Hi, I registered here as I have little knowledge of electric model trains, and have some I would like to get some info for. Although I collect die cast cars, trains are a totally new world for me.

I recently picked up the trains in the attached pictures, I know nothing about them as far as age, scale, etc. My grandson loves trains so I thought it would be something for him to use and grow up with, but I started wondering if there is anything here that should maybe be put on a shelf for awhile rather than let a 4 year old get his hands on.

Any information or help is appreciated, and thanks in advance.


----------



## sstlaure (Oct 12, 2010)

They look like standard HO scale to me. I don't see anything particularly collectible or valuable there.

Nice Spirit of 76 train....


----------



## santafe158 (Jul 14, 2010)

I probably wouldn't recommend any HO scale train for a four year old. At that age I think they're still a little delicate (even the starter type stuff you have pictured) and small for them. I'd possibly look at a bigger O gauge starter set (not just saying that because of my favorite scale  ) or hold off on giving him the HO stuff until a little later.

Otherwise, make sure he's well supervised and careful around them.


----------



## THE TYCO MAN (Aug 23, 2011)

I'm drooling a little over that HO! I that same C-Liner. I would hold on to those and get a 0 scale set like a decent beginner grade Lionel, MTH or Atlas train set. More forgiving if a grand kid picked it up or it falls over on the floor!
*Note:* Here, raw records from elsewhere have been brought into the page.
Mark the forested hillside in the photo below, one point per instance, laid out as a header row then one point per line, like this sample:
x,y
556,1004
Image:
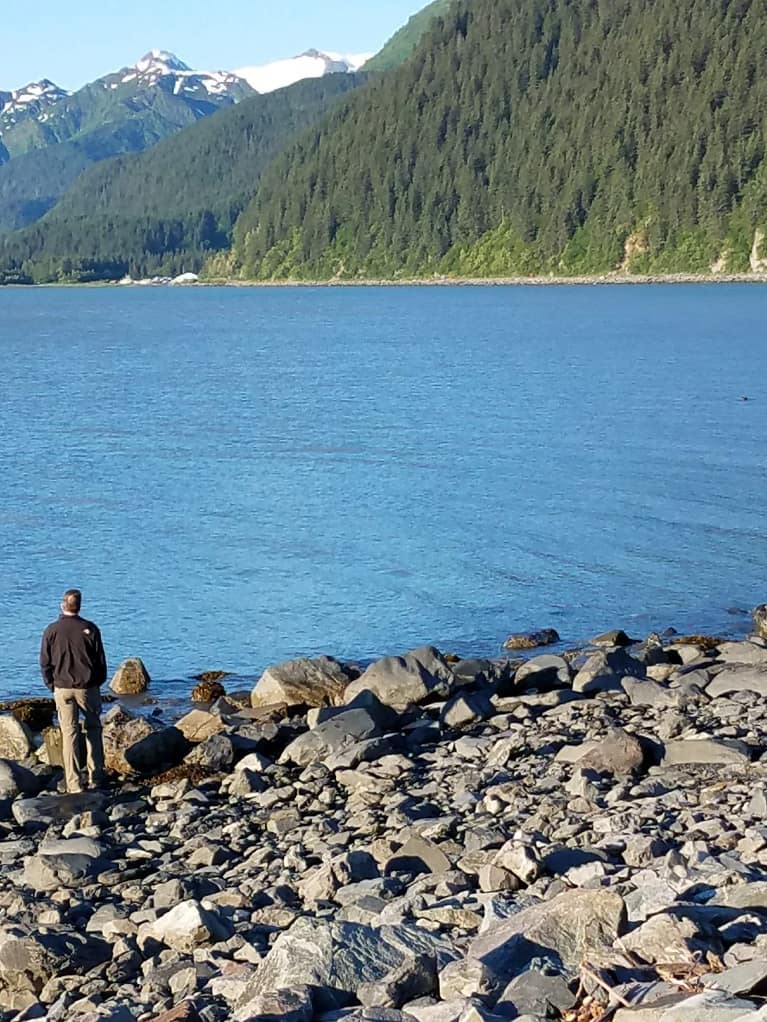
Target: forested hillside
x,y
165,211
529,136
406,39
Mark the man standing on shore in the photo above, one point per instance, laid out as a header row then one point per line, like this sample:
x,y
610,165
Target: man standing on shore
x,y
74,667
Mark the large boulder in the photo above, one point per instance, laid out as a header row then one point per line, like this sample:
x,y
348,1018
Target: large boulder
x,y
16,780
339,959
406,681
317,682
159,751
121,732
29,960
572,927
604,671
15,738
131,678
65,863
337,729
187,926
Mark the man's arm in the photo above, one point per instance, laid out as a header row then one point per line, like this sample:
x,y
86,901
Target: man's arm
x,y
46,663
99,667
They do run and do better for "carpet burning" compared to HO.


----------



## Big Ed (Jun 16, 2009)

THE TYCO MAN said:


> I'm drooling a little over that HO! I that same C-Liner. I would hold on to those and get a 0 scale set like a decent beginner grade Lionel, MTH or Atlas train set. More forgiving if a grand kid picked it up or it falls over on the floor! They do run and do better for "carpet burning" compared to HO.



They do look new huh?:thumbsup:

I like the Spirit _of_ 76 also,:smokin:

They all look like new and in great shape.
Well at least the side you can see are in great shape.


----------



## sstlaure (Oct 12, 2010)

My kids are 5 and 8 and don't have any problems with the trains. They've been playing with them since they were 3 and 6.
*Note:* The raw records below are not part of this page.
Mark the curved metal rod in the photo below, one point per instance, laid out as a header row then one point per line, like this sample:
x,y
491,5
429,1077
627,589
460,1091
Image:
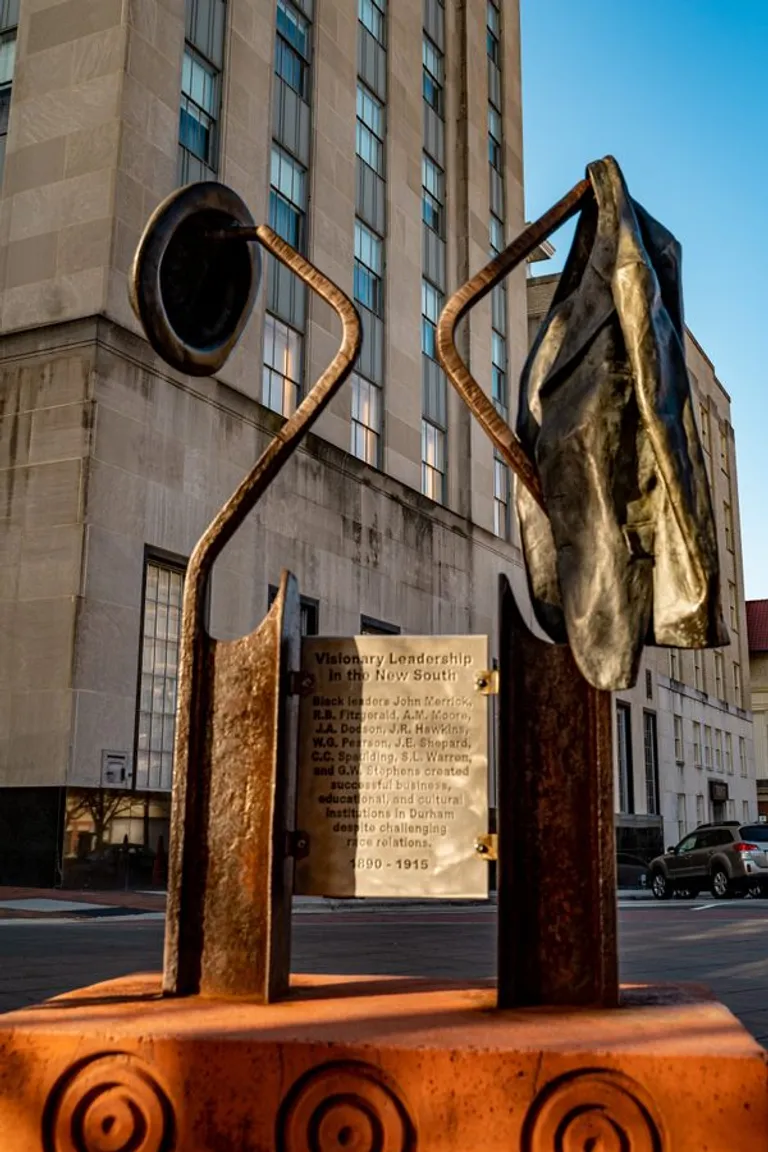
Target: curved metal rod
x,y
232,515
466,297
190,711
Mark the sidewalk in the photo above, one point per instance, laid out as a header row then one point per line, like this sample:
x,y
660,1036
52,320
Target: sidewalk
x,y
54,903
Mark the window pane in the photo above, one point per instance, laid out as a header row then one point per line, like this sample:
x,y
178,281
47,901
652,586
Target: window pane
x,y
282,366
198,108
7,57
294,28
366,419
157,700
496,233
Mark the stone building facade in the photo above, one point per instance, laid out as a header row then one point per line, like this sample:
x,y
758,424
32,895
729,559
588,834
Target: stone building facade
x,y
367,134
683,742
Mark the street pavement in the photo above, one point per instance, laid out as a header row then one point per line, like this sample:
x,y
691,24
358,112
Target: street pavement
x,y
721,945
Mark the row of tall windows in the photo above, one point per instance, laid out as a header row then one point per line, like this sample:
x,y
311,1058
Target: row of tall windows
x,y
434,401
500,383
370,229
286,312
8,22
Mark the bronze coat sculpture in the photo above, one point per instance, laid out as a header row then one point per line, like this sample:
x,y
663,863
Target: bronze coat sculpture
x,y
626,553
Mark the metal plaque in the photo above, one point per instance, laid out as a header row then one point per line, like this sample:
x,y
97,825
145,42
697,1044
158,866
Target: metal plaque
x,y
393,773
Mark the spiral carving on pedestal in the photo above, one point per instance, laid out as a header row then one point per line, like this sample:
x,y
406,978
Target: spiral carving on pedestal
x,y
594,1109
343,1107
111,1103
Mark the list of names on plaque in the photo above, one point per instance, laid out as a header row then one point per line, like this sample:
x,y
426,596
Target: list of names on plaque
x,y
393,774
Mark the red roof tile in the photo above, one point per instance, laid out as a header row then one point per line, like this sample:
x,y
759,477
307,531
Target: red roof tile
x,y
757,624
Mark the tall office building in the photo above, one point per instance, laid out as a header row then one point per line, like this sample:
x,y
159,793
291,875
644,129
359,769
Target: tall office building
x,y
383,139
683,743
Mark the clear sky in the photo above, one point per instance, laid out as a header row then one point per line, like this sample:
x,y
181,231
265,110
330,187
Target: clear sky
x,y
676,90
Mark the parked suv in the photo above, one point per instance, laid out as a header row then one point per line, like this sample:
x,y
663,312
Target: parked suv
x,y
729,858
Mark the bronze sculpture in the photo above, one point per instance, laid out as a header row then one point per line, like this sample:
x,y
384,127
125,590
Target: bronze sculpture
x,y
613,495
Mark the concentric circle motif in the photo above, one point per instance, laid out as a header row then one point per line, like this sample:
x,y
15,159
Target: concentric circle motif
x,y
343,1107
109,1104
592,1111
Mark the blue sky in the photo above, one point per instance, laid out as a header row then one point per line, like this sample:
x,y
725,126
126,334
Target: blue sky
x,y
676,90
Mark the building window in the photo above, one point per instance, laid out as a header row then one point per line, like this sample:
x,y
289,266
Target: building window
x,y
282,366
678,740
371,627
287,197
496,235
7,61
495,152
309,621
501,499
432,194
624,757
704,425
493,33
723,447
499,372
431,309
372,16
366,419
198,120
432,74
433,462
697,744
651,763
369,260
157,704
293,47
728,522
370,129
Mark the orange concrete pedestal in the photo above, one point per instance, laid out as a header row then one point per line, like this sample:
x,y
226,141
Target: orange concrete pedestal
x,y
373,1065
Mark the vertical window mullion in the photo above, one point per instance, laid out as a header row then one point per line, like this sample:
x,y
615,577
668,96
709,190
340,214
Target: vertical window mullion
x,y
158,679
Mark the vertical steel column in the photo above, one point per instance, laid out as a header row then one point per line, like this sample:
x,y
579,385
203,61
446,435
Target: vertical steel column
x,y
556,871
If there are ones that are particularly nice, then don't let them play with those. Pick up some cheapies at a train show or off of craigslist and let them play. They're toys.

To me, seeing their eyes light up when they get to play with these things is worth it to me to have a little damage happen now and again.


----------



## tjcruiser (Jan 10, 2010)

Michael,

My guess is that those trains are 1970's ... perhaps Tyco. Poke around these sites to see if you can identify them. The silver/red Santa Fe style was (and is) offered by several different mfrs, though.

http://tycotrain.tripod.com/tycotrains/

http://tycotrain.tripod.com/tycotrains/id22.html

http://www.ho-scaletrains.net/tycobrownboxdiesels/id11.html (scroll to bottom)

TJ


----------



## sstlaure (Oct 12, 2010)

I've got the New Haven box car (pretty sure TJ is right and it's Tyco), a bunch of those ore cars (those are AHM models) and that Pennsy gondola.

I've also got a couple of those Sante Fe F-units - mine are early Bachmann models.


----------



## JohnAP (May 4, 2011)

Another vote for the Spirit of 76! Have you considered Thomas the train? The kids seem to identify with Thomas and his friends.


----------



## Shovel Man (May 26, 2012)

Always a tough choice. If you 'collect' them for their future value you might make a few bucks someday but if you let him play the rewards could be much higher.


----------